The Poynting vector combined with the Maxwell energy density only transforms between frames of reference like a four-vector energy-momentum density in the absence of sources, although it works as a local description for relative flow of energy and momentum. For a discussion of this, see the paper "A Proposed Electromagnetic Momentum-Energy 4-Vector for Charged Bodies" by J.W.Butler, or section 17.5 "Covariant Definitions of Electromagnetic Energy and Momentum" in Jackson "Classical Electrodynamics", second edition (which references the Butler paper in a footnote on page 795).

14. Dec 25, 2015

### bcrowell

Staff Emeritus
Reading the abstract of the Butler paper, I don't understand why he considers it "a most remarkable anomaly" that the density of energy-momentum in an electromagnetic field doesn't transform as a four-vector. The density of energy-momentum shows up in relativity as the stress-energy tensor, which transforms as a rank-2 tensor.

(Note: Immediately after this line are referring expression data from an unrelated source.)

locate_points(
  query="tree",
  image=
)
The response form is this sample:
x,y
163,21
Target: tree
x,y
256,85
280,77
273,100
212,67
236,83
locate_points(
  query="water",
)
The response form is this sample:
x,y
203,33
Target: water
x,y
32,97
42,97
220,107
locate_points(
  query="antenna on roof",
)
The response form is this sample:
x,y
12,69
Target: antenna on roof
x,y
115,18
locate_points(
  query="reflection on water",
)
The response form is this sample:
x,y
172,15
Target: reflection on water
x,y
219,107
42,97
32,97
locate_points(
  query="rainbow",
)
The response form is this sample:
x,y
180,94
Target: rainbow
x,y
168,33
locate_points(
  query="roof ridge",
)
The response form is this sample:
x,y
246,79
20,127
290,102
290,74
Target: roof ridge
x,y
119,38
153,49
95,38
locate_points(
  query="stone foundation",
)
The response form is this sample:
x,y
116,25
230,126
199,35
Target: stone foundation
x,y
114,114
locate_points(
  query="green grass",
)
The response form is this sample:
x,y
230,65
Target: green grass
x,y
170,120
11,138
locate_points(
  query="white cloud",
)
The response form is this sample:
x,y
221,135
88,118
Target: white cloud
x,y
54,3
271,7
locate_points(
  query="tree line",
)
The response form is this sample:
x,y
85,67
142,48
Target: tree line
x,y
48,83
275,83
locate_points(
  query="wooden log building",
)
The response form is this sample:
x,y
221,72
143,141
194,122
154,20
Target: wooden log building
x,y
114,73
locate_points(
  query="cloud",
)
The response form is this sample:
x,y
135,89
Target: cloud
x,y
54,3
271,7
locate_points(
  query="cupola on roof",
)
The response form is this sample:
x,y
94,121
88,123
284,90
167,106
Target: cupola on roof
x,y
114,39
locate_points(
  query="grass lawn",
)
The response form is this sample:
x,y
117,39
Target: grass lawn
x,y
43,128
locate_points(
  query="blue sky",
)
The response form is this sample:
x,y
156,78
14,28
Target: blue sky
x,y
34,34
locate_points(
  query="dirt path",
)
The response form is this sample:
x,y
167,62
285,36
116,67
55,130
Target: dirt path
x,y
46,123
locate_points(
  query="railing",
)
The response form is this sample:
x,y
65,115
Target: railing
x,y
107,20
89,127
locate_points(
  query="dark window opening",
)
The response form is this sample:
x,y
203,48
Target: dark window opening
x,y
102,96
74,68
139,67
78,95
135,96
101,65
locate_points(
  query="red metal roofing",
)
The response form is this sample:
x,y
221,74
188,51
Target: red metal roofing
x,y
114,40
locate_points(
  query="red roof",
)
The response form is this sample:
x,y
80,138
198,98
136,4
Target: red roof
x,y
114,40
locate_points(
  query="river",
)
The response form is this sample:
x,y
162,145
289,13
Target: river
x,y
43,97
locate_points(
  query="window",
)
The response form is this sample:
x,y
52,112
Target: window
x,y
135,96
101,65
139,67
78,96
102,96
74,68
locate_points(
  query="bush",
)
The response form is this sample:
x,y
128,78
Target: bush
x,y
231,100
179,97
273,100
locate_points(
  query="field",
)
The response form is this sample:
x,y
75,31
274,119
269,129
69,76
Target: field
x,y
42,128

You can pick out the top row of the matrix and make it look like an object with four components, but of course it's not going to transform as a vector.

15. Dec 25, 2015

### bcrowell

Staff Emeritus
I don't know what you mean by this. A vector is a physical object. A physical law is a prediction.

Your logic doesn't make much sense to me here. Nobody claimed that the principle of relativity required every physical quantity to transform as a tensor. I don't see the relevance of your example about the photon.

16. Dec 25, 2015

### PFfan01

Traditionally, “Lorentz invariance” refers to all mathematical equations expressing the laws of nature must be invariant in form only under the Lorentz transformation, and they must be Lorentz scalars, four-vectors, or four-tensors... (see p. 540 of ref. 25, for example). In other words, the Lorentz invariance is a single requirement that combines the two postulates together, and it is equivalent to the two postulates [45].

25. J.D. Jackson. Classical electrodynamics. 3rd ed. John Wiley & Sons, Hoboken, NJ. 1999.
45. W. Pauli. Theory of relativity. Pergamon Press, London. 1958. p. 21.

Last edited: Dec 25, 2015
17. Dec 25, 2015

### PFfan01

It is exactly what I mean.
This article also claims the same thing: "... the momentum and energy densities themselves cannot directly constitute a four-vector, ..."
Can. J. Phys. 93: 1510–1522 (2015) dx.doi.org/10.1139/cjp-2015-0167.